Huawei has confirmed this morning through a release in which she acknowledged being under “enormous pressure.” The reason is the sanctions imposed by the Trump administration. The latest round, which dates from last August, increased restrictions on the acquisition of semiconductors developed with US technology, even for third-country suppliers. This has translated into a “persistent lack of technical elements necessary for our mobile phone business,” the Chinese company explained on Tuesday.

“This sale will help Honor vendors and vendors get through these difficult times,” the text continued. “Once the operation is completed, Huawei will not maintain any action or be involved in any type of business management or decision in the new company.” His hope happens because, after cutting ties, Honor is safe from the punitive measures of the United States.

This is at least expected by its buyer, a newly minted consortium formed by 30 companies linked to Honor’s production chain, dubbed Shenzhen Zhixin New Information Technology, who would have proposed this solution in the first place. The statement has not disclosed the price of the transaction: estimates range from the 15,000 million dollars (12,600 million euros) mentioned by the Reuters agency to the 40,000 million (33,700 million) of the Chinese news portal Huxiu.

The consortium has made itself heard through a joint note published on the pages of Shenzhen Special Economic Zone Daily, ensuring that “the change in ownership will not affect Honor’s development direction or the stability of the executive team.” Zhao Ming, until now the head of the terminal line, will become the CEO of the new independent firm. This same text has defended the maneuver as an effort to save the firm, “the best solution to protect the interests of consumers, vendors, suppliers, partners and employees of Honor” and “more importantly, a general victory for the industry” .
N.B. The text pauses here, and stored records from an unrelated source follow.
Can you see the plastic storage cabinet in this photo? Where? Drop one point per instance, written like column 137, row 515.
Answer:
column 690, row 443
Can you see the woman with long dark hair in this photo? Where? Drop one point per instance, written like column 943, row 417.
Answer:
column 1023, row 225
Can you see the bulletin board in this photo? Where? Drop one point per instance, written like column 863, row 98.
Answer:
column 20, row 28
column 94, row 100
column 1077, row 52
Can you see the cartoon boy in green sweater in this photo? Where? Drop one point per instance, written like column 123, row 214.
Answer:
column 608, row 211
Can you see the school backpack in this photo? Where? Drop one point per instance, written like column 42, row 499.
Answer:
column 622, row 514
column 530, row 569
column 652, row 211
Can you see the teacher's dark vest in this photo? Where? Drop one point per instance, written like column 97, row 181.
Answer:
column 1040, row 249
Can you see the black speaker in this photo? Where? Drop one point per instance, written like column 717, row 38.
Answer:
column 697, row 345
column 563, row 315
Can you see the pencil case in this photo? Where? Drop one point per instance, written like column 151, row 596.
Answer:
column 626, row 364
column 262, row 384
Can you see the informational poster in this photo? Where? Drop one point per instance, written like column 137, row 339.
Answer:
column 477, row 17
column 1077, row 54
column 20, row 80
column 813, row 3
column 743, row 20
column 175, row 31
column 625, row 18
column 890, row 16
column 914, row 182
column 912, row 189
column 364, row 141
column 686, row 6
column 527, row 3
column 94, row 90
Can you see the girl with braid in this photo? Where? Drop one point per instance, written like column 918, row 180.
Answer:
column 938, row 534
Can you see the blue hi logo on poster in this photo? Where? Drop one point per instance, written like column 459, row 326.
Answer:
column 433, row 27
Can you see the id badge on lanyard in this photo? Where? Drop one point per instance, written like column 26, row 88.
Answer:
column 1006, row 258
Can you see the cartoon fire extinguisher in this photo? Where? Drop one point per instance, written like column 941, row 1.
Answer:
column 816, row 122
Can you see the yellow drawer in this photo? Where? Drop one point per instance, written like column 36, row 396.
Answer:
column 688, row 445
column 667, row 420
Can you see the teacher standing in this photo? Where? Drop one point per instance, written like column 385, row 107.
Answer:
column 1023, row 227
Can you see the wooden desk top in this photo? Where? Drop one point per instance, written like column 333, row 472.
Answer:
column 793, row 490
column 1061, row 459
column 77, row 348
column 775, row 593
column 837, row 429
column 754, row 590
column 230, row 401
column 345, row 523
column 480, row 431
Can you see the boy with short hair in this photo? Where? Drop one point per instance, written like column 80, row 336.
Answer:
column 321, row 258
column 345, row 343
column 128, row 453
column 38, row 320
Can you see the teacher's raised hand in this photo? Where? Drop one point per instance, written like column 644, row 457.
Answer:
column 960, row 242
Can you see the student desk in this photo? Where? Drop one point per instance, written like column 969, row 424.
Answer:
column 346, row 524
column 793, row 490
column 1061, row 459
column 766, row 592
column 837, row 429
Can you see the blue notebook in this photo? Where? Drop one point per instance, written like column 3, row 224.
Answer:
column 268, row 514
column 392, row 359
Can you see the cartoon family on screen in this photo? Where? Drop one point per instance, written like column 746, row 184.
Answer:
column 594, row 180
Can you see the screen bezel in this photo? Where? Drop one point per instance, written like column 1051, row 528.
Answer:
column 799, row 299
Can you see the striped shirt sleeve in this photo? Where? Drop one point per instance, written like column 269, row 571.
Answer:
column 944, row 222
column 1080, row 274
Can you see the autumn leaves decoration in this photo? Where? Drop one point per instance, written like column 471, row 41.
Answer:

“Since its inception in 2013, the Honor brand has focused on the youth market by offering mid- and low-priced phones,” explained the Chinese company. “In these last seven years, Honor has become a brand of smartphones that sells more than 70 million units annually ”. Only in the third quarter of 2020, Huawei sold 51 million terminals, 26% of which – according to data from the consulting firm Canalys – carried the logo of its ex-subsidiary.

Honor maintains a 15% market share in China, just below Huawei. Last year it posted revenue of 90 billion yuan (11.5 billion euros) and a net profit of 6 billion (770 million). This represents 9% of the total income of Huawei, which the fight for survival has turned, from today, into another rival.